The Never Events List, last updated in February 2021, includes the following:
- Wrong site surgery
- Wrong implant/prosthesis
- Retained foreign object post procedure
- Mis-selection of a strong potassium solution
- Administration of medication by the wrong route
- Overdose of insulin due to abbreviations or incorrect device
- Overdose of methotrexate for non-cancer treatment
- Mis-selection of high strength midazolam during conscious sedation
- Failure to install functional collapsible shower or curtain rails
- Falls from poorly restricted windows
- Chest or neck entrapment in bed rails
- Transfusion or transplantation of ABO-incompatible blood components or organs
- Misplaced naso- or oro-gastric tubes
- Scalding of patients
- Unintentional connection of a patient requiring oxygen to an air flowmeter
Never Events require investigation under the Serious Incident framework. By fully analysing each occurrence of a Never Event, the aim is to understand how and why it occurred and then to take action to reduce the risk of recurrence. This process should include full and meaningful engagement with the patient, families and carers at the beginning of and throughout any investigation.

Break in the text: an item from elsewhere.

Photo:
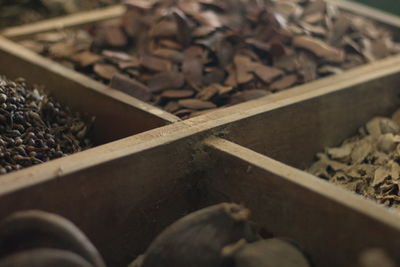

In its provisional report, the NHS has confirmed that 325 Never Events were reported across the country between 01 April 2020 and 28 February 2021. Of these the most common Never Events were wrong site surgery (131 cases), retained foreign objects post procedure (70 cases), misplaced naso or oro gastric tubes and feed administered (29), wrong implant/prosthesis (26), unintentional connection of a patient requiring oxygen to an air flowmeter (26) and administration of medication by the wrong route (18).
Whilst this is lower than the 472 Never Events that were reported between 01 April 2019 and 31 March 2020, it is likely that the lower number of operations performed during the Covid-19 pandemic accounts for much of this difference, particularly considering that 496 Never Events were reported between 01 April 2018 and 31 March 2019.
Never Events cannot usually be defended and victims should seek advice from a specialist medical negligence solicitor in order to make a claim for compensation for the avoidable harm that they have suffered.